Quantos clientes conectados no painel? Qual trafego?

----------


## pazini

Tenho 40 clientes conectados em um APC 5m 90+,25 APC 5m-90 e 41 APC 5m-90 vou pastar amanha as configurações dos 3 painéis, uma dica importantíssima é o canal que seu AP esta transmitindo, depende o canal fica terrível a internet no cliente. A melhor maneira de você testar é o seguinte se você estiver acessando a antena do cliente de forma rápida quando estiver em horário que estejam todos os cliente conectados com certeza a internet do cliente também vai estar estável, este tipo de teste não pode ser feito tipo 3 hora da madruga aonde quase ninguém esta usando ai com certeza você vai acessar a antena do seu cliente rapidinho, tem que ser em horário de pico. Aqui eu fiz assim e deu certo.

----------


## FMANDU

@*pazini* Qual o trafego nesse painel com maior quantidade de clientes?

----------


## Suporte Intelbras

> @*Suporte Intelbras*
> Tenho 228 wom 5000 na rede que ja venho colocando a 2 anos, mimo e siso. Mas ate agora não saiu uma versão estável do IPOLL e preciso de uma rede TDMA rodando 101%. Não coloquei pra rodar o IPOLL pq ainda esta em beta e ainda tem muitos relatos de problemas tanto no protocolo, quanto no APC 5M 90 reiniciado.


Prezado FMANDU,

Quanto ao problema de reinício nos equipamentos da linha APC 5M, corrigimos este problema no firmware versão 5.95-3, acesse o link abaixo, faça o download do firmware e atualize os seus equipamentos.

http://www.intelbras.com.br/downloads

Agora, quanto a utilização do firmware BETA para testes do TDMA, fica a critério do cliente fazer a sua utilização ou não, entretanto, sugerimos que você faça como os outros usuários do fórum e poste informações sobre o seu cenário para que possamos analisá-lo e consequentemente lhe ajudar com a sua situação.

Att,
Equipe Intelbras.

----------


## RCINFONET

Amigos, pegando o barco andando; Estou testando em bancada , Base Apc 5m 90 e Wom 5000 mimo e Siso em autenticação pppoe, o que encontrei de entranho aqui é que a siso autentica certinho, tudo automaticamente, já a mimo é necessário setar o dns manualmente , é este o cenário mesmo?...firmware 6.0 beta 2 aqui.

----------


## pazini

Olha dei uma olhada durante alguns minutos tinham 41 clientes conectados eram 21:15 da noite o trafego maior foi de 7 mb, só que tinha que olhar mais tempo porque os clientes não estavam pelo jeito puxando internet vou começar analisar com mais frequência e te aviso.

----------


## meyknho

@*Nks*, 
Bom Dia, qual o modelo de suas basestation: APC 5M 90 + *(mais)* ou (sem o +)

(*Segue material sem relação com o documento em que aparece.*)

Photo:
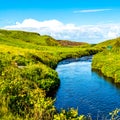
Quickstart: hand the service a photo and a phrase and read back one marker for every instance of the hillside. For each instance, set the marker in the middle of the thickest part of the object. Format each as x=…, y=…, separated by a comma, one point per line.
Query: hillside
x=71, y=43
x=27, y=63
x=108, y=61
x=107, y=43
x=30, y=39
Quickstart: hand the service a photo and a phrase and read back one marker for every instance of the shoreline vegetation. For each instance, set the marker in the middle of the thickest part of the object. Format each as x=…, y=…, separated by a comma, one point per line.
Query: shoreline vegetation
x=27, y=74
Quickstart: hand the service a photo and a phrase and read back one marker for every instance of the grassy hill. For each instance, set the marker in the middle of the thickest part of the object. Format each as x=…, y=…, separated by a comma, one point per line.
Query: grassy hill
x=27, y=75
x=71, y=43
x=108, y=61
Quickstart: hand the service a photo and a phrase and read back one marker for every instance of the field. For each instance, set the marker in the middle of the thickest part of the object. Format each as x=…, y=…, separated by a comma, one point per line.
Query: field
x=108, y=61
x=27, y=75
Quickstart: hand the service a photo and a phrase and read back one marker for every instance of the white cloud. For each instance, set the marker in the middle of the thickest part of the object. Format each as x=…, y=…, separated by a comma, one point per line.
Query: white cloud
x=91, y=10
x=59, y=30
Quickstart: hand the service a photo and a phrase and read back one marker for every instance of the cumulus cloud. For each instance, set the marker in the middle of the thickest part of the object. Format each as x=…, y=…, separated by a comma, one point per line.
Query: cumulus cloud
x=59, y=30
x=91, y=10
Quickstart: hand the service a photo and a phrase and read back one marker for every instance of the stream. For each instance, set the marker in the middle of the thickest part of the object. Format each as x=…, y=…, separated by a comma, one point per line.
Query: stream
x=85, y=90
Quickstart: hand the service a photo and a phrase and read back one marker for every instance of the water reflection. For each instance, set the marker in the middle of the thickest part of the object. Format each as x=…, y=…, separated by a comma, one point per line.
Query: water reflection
x=87, y=90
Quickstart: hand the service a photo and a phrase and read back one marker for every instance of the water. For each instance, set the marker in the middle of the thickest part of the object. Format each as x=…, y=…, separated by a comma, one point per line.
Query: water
x=85, y=90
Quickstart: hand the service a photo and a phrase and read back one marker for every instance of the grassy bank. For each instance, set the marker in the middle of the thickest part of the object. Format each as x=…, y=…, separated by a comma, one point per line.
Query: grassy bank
x=108, y=61
x=27, y=63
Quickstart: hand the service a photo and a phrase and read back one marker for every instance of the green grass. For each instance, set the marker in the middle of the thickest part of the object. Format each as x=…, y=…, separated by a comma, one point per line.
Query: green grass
x=27, y=74
x=108, y=61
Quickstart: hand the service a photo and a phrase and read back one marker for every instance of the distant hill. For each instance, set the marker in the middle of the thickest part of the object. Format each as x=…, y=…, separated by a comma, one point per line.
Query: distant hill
x=70, y=43
x=31, y=39
x=12, y=36
x=113, y=43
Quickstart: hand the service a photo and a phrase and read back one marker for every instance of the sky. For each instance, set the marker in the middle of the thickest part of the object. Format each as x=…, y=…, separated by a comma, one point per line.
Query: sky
x=91, y=21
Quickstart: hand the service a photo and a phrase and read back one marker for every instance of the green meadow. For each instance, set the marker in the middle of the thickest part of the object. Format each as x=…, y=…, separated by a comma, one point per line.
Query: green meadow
x=27, y=75
x=108, y=61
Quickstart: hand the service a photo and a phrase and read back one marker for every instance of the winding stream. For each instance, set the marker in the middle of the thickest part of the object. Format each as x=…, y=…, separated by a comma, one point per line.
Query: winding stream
x=85, y=90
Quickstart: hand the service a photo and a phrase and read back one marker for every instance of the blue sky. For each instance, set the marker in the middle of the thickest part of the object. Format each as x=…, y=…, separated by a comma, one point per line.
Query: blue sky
x=79, y=20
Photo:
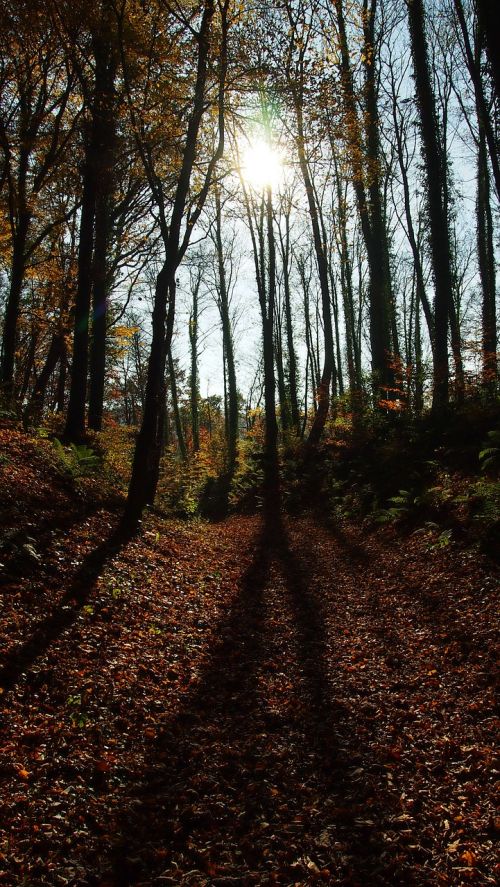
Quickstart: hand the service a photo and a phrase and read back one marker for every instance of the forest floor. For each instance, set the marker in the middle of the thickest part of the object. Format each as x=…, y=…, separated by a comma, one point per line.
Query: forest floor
x=237, y=703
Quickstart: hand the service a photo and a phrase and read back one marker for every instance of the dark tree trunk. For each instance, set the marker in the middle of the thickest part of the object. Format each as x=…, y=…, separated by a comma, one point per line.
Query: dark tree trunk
x=486, y=261
x=106, y=64
x=438, y=221
x=292, y=357
x=75, y=419
x=34, y=408
x=146, y=463
x=271, y=462
x=12, y=310
x=181, y=440
x=365, y=171
x=322, y=263
x=227, y=341
x=194, y=385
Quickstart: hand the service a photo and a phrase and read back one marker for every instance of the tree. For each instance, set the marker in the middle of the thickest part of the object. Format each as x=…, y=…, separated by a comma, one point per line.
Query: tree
x=149, y=442
x=436, y=185
x=37, y=122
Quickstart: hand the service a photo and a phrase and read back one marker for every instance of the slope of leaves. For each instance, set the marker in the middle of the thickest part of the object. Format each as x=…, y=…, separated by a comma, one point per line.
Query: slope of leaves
x=238, y=703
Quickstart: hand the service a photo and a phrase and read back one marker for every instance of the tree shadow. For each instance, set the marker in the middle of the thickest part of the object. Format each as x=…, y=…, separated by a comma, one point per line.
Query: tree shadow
x=64, y=615
x=48, y=533
x=239, y=787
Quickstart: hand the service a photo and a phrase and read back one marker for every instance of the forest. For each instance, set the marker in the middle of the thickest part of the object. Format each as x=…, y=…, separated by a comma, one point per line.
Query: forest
x=250, y=442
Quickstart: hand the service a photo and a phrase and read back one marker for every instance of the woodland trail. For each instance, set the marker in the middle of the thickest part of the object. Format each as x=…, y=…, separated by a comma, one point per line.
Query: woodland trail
x=238, y=704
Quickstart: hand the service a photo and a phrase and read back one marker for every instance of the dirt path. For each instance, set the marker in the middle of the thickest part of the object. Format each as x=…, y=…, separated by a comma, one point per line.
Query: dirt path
x=232, y=705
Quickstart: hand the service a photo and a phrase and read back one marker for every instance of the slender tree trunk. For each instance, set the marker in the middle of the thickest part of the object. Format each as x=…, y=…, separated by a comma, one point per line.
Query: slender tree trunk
x=292, y=358
x=181, y=440
x=271, y=463
x=227, y=339
x=438, y=221
x=75, y=419
x=366, y=184
x=12, y=311
x=194, y=385
x=34, y=408
x=147, y=454
x=322, y=263
x=486, y=261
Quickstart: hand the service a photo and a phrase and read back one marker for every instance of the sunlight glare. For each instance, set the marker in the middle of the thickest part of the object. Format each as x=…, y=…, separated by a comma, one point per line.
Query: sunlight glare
x=262, y=165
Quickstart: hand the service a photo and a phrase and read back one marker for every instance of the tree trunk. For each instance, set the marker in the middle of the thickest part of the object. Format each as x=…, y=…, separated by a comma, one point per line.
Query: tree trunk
x=438, y=221
x=486, y=261
x=34, y=408
x=322, y=264
x=181, y=440
x=12, y=310
x=194, y=385
x=292, y=358
x=147, y=454
x=271, y=463
x=227, y=341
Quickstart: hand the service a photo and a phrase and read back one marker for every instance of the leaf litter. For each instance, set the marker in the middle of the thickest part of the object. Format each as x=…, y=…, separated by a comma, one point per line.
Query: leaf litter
x=223, y=704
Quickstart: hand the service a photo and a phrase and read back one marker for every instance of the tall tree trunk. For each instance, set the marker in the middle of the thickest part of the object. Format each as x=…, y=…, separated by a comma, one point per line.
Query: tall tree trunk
x=34, y=408
x=181, y=440
x=106, y=64
x=383, y=338
x=75, y=419
x=271, y=463
x=365, y=173
x=438, y=221
x=194, y=385
x=227, y=340
x=147, y=454
x=322, y=264
x=292, y=357
x=486, y=262
x=12, y=310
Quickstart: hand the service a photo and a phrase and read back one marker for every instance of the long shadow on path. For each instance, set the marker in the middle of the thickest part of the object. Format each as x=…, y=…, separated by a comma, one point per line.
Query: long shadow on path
x=246, y=785
x=64, y=614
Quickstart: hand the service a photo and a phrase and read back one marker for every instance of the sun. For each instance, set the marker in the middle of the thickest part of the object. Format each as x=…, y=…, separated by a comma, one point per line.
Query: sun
x=262, y=165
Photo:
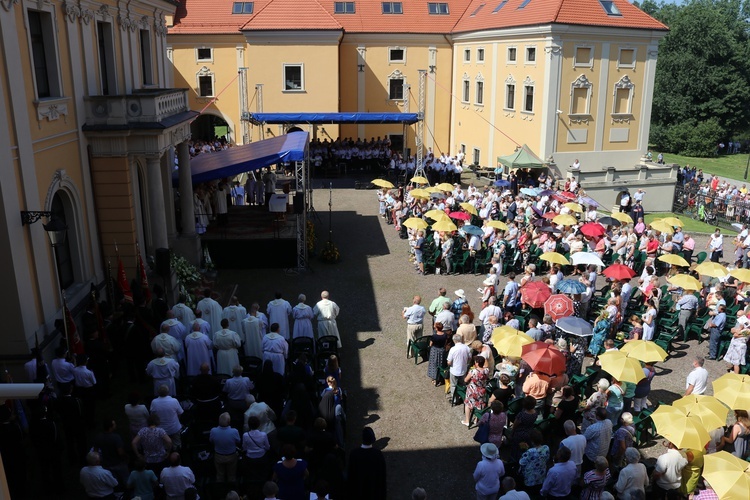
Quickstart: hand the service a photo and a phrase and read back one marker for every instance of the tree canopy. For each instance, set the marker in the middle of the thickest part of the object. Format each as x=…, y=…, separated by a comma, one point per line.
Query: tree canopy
x=702, y=81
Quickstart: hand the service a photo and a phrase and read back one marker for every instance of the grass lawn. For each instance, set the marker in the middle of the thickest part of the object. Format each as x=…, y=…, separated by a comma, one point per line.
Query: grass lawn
x=690, y=225
x=730, y=166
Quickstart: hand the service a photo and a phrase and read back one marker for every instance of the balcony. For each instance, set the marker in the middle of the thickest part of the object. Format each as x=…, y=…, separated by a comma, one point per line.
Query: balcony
x=143, y=109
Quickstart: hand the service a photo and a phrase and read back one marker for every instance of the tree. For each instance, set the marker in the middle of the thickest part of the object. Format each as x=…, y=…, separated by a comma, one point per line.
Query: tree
x=702, y=82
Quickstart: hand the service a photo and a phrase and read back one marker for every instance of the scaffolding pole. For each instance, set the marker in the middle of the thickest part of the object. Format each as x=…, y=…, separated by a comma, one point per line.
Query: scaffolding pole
x=244, y=110
x=419, y=135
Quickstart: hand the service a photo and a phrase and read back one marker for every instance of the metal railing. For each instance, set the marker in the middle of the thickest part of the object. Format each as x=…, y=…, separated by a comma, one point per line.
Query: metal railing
x=708, y=206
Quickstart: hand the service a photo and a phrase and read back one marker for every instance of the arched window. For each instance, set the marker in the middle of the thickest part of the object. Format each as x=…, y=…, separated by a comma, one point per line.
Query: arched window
x=63, y=255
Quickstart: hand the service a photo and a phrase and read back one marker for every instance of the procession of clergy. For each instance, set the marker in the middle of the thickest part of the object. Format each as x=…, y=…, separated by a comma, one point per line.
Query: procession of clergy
x=192, y=337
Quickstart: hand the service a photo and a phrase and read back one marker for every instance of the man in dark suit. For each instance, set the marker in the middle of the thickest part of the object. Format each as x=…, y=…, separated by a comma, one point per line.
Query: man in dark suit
x=366, y=479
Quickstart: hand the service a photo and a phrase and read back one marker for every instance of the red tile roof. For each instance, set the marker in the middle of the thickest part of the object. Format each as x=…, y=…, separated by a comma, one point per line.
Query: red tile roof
x=581, y=12
x=215, y=16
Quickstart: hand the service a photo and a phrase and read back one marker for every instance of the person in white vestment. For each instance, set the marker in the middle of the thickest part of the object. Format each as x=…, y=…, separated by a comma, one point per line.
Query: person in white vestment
x=176, y=328
x=275, y=349
x=226, y=342
x=278, y=311
x=171, y=347
x=199, y=350
x=183, y=313
x=235, y=313
x=253, y=336
x=164, y=370
x=326, y=311
x=205, y=326
x=210, y=311
x=303, y=315
x=264, y=413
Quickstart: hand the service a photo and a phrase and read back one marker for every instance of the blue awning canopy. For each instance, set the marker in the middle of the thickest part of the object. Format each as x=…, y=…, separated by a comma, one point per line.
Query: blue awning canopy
x=333, y=118
x=233, y=161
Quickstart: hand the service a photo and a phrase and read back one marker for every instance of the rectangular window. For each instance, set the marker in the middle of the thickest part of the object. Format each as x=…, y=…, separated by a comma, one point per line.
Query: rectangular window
x=627, y=58
x=106, y=58
x=396, y=55
x=293, y=77
x=437, y=8
x=500, y=6
x=510, y=96
x=583, y=56
x=206, y=86
x=147, y=71
x=204, y=54
x=580, y=100
x=343, y=7
x=610, y=8
x=44, y=54
x=530, y=54
x=528, y=102
x=396, y=89
x=622, y=101
x=242, y=7
x=392, y=8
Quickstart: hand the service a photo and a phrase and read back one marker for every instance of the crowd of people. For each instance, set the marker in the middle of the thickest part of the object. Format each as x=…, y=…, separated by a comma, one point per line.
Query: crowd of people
x=574, y=433
x=246, y=403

E se possível fala como está sendo sua experiencia com o uso do *TDMA*!

Att, Aleff Meykson

----------


## Nks

@*meyknho* td certo?
entao eh importante falar sobre isso, aqui em nenhum momento eu falei sobre a questao do + da Base Station.

Segundo o site da intelbras a diferenca eh:
Melhoria na isolação da porta (LAN) e os canais vao de 4.78 a 6.1, ou seja vc tem mais opcoes de canais, nao sei se isso eh bom pois tem a anatel e temos que respeitar os canais nao licenciados permitidos no brasil que eh 5.4 a 5.8

Bom fora isso parece nao ter diferenca, como eu estava comecando a rede intelbras do 0, eu preferir comecar ja na linha +, e todos os meus wom sao mimo 2x2 de 14dbi.

Hoje estou com 90 wom, porem instalada estou com 60, tudo com iPoll ativo rodando TDMA, na wom usando o beta6 como ja falei aqui mesmo nesse topico em posts anteriores!!!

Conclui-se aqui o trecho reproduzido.